USA: Offensichtliche Inkonsequenz

Die Mauern, die den Vatikan schützen
Am 10. Februar 2025 richtete Franziskus einen Brief an die Bischöfe der Vereinigten Staaten, in dem er die „Einleitung eines Programms massenhafter Abschiebungen“ anprangerte, das „in den Vereinigten Staaten“ von Präsident Donald Trump „durchgeführt wird“. Der Papst brachte darin seine „Ablehnung“ zum Ausdruck und forderte die amerikanischen Katholiken auf, es ihm gleichzutun und „in Solidarität und Brüderlichkeit“ zu leben.
Der in Migrationsfragen wichtigste Berater von Donald Trump, Tom Homan, selbst Katholik, bemerkte ironisch: „Der Papst will uns angreifen, weil wir unsere Grenzen sichern? Aber es gibt doch eine Mauer um den Vatikan, nicht wahr?“ Er erinnerte daran, dass der Petersdom seit dem 9. Jahrhundert durch Mauern vor ausländischen Einfällen geschützt wird – ein Schutz, der kürzlich durch strenge gesetzliche Maßnahmen verstärkt wurde.
Tatsächlich sieht das Dekret Nr.
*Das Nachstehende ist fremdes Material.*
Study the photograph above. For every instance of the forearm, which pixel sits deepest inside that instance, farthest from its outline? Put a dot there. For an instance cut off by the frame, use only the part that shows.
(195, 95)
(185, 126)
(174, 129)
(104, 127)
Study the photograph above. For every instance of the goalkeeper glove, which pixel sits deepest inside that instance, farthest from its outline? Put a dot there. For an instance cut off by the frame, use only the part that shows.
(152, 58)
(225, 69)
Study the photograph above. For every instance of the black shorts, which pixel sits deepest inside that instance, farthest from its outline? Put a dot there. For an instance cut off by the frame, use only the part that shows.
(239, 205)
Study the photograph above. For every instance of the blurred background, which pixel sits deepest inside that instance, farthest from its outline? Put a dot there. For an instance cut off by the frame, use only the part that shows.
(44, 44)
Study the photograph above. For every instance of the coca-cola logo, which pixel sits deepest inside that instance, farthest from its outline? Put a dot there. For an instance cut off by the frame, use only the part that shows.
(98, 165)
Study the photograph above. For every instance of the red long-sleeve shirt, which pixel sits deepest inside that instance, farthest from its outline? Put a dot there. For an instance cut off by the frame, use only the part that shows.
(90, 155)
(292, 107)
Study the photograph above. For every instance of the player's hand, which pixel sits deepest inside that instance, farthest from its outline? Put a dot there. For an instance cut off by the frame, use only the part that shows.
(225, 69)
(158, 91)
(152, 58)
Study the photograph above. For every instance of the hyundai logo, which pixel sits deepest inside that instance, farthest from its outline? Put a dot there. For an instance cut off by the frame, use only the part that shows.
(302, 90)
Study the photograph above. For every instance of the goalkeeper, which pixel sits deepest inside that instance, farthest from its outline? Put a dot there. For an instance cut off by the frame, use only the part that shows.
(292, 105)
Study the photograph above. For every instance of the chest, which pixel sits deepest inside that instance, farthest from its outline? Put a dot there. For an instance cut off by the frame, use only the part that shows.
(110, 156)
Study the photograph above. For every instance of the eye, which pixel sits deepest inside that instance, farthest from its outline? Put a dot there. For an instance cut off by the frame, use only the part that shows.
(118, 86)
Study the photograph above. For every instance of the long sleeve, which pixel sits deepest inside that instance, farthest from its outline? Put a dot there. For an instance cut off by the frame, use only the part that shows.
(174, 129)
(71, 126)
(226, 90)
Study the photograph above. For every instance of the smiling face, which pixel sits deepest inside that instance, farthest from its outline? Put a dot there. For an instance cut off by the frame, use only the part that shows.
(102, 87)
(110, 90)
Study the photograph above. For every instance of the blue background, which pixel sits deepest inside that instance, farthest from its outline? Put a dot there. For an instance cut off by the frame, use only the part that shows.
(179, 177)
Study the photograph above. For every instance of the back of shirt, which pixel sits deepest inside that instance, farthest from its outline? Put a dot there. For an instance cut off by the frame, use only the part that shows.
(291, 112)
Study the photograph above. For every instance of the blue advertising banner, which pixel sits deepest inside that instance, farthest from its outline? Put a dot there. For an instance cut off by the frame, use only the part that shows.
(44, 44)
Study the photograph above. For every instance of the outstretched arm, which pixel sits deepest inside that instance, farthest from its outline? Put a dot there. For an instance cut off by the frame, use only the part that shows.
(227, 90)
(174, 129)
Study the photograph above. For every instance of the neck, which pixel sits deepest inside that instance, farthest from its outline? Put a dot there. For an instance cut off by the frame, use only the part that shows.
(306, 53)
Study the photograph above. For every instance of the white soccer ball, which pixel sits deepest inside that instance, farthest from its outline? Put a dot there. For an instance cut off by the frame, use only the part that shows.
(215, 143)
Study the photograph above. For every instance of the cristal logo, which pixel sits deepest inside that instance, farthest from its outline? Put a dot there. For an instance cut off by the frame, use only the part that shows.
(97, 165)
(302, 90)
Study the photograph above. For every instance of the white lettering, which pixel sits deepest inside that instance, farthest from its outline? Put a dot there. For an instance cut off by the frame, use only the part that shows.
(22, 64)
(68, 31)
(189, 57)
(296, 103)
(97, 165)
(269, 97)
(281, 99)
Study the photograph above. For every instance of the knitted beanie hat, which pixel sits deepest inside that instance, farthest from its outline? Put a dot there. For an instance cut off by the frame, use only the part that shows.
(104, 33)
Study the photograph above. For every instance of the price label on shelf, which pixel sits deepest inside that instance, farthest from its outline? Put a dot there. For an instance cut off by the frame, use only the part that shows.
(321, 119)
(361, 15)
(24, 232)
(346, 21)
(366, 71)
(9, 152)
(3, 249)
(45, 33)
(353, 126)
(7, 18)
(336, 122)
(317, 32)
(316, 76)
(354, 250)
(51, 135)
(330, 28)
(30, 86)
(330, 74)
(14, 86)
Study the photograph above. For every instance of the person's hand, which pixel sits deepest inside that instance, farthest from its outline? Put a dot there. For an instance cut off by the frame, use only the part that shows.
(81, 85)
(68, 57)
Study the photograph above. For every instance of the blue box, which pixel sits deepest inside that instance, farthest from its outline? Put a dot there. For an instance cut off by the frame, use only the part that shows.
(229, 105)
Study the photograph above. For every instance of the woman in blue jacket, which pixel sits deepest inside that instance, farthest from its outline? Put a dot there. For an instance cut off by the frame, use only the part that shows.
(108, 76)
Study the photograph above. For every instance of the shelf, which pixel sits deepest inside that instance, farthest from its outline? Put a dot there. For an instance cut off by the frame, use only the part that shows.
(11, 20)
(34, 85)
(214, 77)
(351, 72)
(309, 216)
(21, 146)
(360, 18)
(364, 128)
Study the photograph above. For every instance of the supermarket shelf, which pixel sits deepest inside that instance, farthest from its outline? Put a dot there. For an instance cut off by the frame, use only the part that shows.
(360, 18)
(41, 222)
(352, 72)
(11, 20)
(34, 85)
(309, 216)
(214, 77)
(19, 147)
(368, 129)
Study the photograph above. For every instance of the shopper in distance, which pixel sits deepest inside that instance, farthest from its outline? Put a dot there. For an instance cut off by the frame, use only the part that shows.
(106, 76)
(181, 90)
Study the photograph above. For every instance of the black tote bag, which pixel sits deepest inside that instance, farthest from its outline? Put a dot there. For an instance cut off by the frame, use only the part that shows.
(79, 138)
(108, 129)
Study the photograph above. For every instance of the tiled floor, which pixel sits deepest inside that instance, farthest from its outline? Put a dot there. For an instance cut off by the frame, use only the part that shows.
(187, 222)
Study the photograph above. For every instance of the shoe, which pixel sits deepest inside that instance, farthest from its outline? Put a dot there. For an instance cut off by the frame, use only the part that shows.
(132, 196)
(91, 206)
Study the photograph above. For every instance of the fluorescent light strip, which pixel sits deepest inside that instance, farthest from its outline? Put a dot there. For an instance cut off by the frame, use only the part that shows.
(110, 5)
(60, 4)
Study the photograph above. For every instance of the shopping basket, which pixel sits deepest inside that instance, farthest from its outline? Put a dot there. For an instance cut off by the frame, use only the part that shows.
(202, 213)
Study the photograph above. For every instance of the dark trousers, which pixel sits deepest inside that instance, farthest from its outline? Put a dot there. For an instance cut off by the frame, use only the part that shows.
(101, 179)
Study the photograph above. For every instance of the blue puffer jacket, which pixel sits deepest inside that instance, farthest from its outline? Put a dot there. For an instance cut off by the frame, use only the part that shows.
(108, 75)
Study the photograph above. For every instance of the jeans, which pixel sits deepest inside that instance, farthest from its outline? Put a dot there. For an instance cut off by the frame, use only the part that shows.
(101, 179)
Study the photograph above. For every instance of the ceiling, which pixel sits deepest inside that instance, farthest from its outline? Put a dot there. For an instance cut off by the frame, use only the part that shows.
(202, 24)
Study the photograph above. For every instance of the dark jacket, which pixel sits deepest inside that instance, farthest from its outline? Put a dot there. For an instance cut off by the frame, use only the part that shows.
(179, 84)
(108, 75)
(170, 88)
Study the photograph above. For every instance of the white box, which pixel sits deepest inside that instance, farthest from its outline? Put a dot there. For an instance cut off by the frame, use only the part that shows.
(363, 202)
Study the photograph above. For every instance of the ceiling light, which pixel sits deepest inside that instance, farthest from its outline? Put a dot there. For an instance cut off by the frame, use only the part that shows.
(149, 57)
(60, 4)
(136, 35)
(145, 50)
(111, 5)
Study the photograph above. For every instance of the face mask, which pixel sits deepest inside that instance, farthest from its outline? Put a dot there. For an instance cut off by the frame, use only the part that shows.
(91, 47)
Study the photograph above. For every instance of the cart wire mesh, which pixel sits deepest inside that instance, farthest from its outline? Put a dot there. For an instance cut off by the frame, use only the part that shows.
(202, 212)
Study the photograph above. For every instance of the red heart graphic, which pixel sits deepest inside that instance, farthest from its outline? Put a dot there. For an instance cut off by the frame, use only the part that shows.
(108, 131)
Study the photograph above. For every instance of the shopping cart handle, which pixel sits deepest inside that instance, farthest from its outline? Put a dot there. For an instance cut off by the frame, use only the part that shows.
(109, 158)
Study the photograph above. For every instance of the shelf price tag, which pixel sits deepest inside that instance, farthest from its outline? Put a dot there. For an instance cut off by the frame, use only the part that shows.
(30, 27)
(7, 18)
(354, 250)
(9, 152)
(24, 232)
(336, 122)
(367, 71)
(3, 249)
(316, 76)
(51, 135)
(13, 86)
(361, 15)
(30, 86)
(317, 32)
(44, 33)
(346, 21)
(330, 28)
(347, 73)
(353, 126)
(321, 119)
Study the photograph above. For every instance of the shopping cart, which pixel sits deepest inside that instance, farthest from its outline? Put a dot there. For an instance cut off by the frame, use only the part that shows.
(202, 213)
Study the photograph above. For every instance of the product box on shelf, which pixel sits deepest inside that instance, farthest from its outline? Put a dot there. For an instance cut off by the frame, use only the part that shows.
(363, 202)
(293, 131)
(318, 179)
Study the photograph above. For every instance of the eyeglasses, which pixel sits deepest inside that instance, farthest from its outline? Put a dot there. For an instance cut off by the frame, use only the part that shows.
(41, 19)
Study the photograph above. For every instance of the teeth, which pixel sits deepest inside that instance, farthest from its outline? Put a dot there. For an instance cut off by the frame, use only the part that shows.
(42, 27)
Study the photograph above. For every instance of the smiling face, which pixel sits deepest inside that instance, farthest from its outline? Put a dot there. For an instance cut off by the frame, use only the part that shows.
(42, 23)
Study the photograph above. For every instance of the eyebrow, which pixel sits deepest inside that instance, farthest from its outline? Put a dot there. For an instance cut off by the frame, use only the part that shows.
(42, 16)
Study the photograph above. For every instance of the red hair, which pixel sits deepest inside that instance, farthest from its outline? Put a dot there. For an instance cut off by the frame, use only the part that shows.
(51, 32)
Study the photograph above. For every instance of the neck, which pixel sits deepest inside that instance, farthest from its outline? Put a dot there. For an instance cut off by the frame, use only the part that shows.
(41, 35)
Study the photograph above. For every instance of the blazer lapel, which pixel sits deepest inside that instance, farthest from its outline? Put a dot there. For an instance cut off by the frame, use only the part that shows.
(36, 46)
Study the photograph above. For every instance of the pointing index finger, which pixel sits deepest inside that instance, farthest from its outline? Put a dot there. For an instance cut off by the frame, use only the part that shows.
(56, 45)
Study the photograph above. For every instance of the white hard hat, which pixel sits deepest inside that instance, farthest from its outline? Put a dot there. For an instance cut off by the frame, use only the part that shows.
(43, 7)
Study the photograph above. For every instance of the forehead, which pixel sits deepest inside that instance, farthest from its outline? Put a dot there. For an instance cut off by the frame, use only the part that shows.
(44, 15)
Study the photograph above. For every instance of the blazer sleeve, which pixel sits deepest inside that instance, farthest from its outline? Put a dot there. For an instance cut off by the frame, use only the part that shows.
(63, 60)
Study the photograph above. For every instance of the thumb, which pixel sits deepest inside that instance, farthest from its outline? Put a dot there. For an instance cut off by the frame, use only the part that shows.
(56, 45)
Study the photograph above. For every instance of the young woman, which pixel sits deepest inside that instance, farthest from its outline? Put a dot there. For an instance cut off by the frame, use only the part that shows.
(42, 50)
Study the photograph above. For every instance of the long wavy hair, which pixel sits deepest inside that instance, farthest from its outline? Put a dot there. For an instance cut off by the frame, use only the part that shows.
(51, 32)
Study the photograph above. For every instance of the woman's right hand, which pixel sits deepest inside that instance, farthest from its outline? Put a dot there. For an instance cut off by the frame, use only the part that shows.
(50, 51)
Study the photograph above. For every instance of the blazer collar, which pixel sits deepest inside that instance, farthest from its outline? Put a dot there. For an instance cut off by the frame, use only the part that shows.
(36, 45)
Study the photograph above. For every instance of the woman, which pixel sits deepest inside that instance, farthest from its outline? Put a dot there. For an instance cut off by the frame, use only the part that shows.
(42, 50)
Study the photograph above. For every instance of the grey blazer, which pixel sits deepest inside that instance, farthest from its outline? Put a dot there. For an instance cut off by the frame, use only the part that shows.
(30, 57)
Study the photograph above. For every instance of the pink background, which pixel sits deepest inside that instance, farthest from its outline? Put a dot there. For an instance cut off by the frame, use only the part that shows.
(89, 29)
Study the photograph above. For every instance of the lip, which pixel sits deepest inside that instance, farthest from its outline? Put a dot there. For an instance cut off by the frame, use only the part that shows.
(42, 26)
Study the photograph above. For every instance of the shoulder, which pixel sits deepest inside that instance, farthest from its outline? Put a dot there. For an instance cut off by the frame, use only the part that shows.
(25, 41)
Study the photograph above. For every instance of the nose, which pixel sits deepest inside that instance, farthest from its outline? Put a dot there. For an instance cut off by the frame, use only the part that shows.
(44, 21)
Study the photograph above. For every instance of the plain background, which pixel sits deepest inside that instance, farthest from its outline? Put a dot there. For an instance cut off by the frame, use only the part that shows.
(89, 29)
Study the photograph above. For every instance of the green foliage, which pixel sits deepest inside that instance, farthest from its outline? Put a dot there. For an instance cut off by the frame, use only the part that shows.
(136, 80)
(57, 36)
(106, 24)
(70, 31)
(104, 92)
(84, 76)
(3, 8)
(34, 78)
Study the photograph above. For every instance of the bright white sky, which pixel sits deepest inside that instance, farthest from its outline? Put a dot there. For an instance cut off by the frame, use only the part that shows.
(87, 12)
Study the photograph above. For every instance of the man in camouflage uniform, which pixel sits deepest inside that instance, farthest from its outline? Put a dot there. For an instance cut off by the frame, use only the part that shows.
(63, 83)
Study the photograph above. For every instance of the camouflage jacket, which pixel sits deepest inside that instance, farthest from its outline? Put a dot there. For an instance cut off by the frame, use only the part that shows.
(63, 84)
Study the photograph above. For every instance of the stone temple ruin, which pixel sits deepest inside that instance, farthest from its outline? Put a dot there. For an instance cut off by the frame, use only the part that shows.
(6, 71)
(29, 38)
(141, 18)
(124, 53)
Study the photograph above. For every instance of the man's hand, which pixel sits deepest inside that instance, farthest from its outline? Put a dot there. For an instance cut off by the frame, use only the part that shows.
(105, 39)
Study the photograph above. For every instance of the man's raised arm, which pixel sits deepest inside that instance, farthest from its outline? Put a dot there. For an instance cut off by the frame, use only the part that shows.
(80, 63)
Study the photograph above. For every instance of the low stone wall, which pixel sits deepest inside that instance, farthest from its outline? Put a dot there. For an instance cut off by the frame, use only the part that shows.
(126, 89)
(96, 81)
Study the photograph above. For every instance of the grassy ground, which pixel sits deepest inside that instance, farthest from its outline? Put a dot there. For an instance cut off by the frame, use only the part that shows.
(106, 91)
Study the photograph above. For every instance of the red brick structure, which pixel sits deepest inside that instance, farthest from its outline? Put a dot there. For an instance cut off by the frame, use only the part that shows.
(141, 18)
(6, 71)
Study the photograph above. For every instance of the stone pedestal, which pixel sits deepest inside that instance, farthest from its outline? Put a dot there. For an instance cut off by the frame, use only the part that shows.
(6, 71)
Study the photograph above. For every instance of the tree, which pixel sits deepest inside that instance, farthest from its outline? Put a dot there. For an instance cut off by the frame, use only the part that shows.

DCCX vom 19. Dezember 2024 vor, dass „jeder Nichtansässige, der das Hoheitsgebiet des Staates Vatikanstadt betritt, in dem freier Zugang nicht gestattet ist, ohne im Besitz der vom Governatorat gemäß Artikel 9 ff. des Staatsbürgerschaftsgesetzes vorgeschriebenen Genehmigung zu sein, mit einer Geldstrafe von 10.000 bis 25.000 Euro belegt wird.“
Es wird hinzugefügt, dass „jeder, der gewaltsam, unter Androhung oder Täuschung in das Hoheitsgebiet des Staates Vatikanstadt einreist, mit einer Freiheitsstrafe von einem Jahr bis zu vier Jahren und einer Geldstrafe von 10.000 bis 25.000 Euro bestraft wird.“
Und doch steht seit dem 29. September 2019 auf dem Petersplatz eine lebensgroße Bronzeskulptur mit dem Titel „Angels Unawares", übersetzt: Engel, ohne es zu ahnen, in Anlehnung an den Vers: „Vergesst die Gastfreundschaft nicht, denn durch sie haben einige, ohne es zu ahnen, Engel beherbergt.“ (Hebräer 13,2) Eine philanthropisch gemeinte Engelsgleichheit, der vom römischen Rechtsverständnis eklatant widersprochen wird.
Wie bringt man im Vatikan die Skulptur, das Dekret und den Brief des Papstes an die amerikanischen Bischöfe unter einen Hut? Man hat den Eindruck, dass die Aufnahme des Nächsten in den Medien bedingungslos sein soll, vorausgesetzt, dieser Nächste ist geografisch nicht zu nah. Der Papst fordert, die Grenzen der Vereinigten Staaten zu öffnen, aber er schließt seine eigenen für illegale Einwanderer. Es ist auch widersprüchlich, mutatis mutandis, zu sagen: „Anlässlich des Heiligen Jahres müssen alle mit offenen Armen empfangen werden, todos! todos!“.
Das betrifft wohl alle außer den katholischen Priestern und Gläubigen, die der zweitausendjährigen Tradition verbunden sind. Eine Mauer ist zwischen der Kirche von jeher und der, die sich auf das Zweite Vatikanische Konzil beruft, errichtet. Traditionis custodes hält die Verteidiger der Tridentinischen Messe, die im heutigen Rom für illegal erklärt wurde, auf Distanz.
Aber eines Tages, den nur Gott kennt, wird sich der Wunsch des heiligen Paulus wirklich erfüllen: „Vergesst die Gastfreundschaft nicht, denn durch sie haben einige, ohne es zu ahnen, Engel beherbergt.“ An diesem Tag wird ein Papst, den ebenfalls nur Gott kennt, die zweitausendjährige Tradition mit offenen Armen leben.